Unilever is to use sustainability as an advertising message for the first time as part of a £25m push behind its Birds Eye brand.
The E52bn company has decided to promote its sustainability credentials after initial success in its Sustainable Agriculture Project (SAP), developed in conjunction with Forum for the Future (FFF).
Birds Eye Wall's chairman James Hill said it was now evaluating whether to use the message for peas or fish. Every day 10% of the population consumes a BEW product and the average consumer munches through 9,000 peas a year.
Hill said the decision was part of a strategy to show there was a business case for sustainability.
"This gives us an edge over our competitors," he said.

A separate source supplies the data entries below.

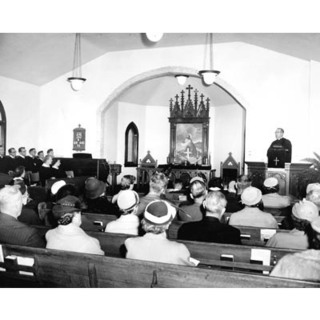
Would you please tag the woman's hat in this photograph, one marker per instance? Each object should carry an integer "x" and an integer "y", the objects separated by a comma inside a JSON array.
[
  {"x": 94, "y": 188},
  {"x": 56, "y": 186},
  {"x": 251, "y": 196},
  {"x": 65, "y": 205},
  {"x": 305, "y": 210},
  {"x": 127, "y": 200},
  {"x": 159, "y": 213}
]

But Hill added that sustainability was not a pre-eminent issue among consumers, with factors such as taste, convenience and value for money seen as more important. "But I don't believe it is the right thing to ignore it," he said. "Far-sighted business people can help education. After all, 20 years ago people never thought it would be possible to sell a car on the back of safety and now it is one of the key issues."
According to Hill, a corporate social responsibility and environmental record is proving a major discriminator in whether the best new talent wants to work at Unilever.
"Young people are dramatically more passionate about these issues," he said.
As part of the strategy, Birds Eye is to build sustainability targets into its R&D programme and plans to extend SAP from 19 to all its 480 UK pea growers.
At a conference organised by Unilever and FFF, Hill unveiled the results of the five-year pilot programme, which finds ways of managing the environmental impacts of growing commercial crops without growers losing competitive advantage.
Participants have seen a 30% reduction in energy costs and harvesting efficiencies up by 20%.
There has also been improved flora and fauna and threatened bird species have been encouraged to the land.
But Unilever senior vice-president, corporate development, Iain Ferguson warned farmers needed ongoing support from the entire food chain if sustainable agriculture was to have a future.
Minister for Food and Farming Lord Whitty and FFF director Jonathan Porritt welcomed Unilever's sustainable project.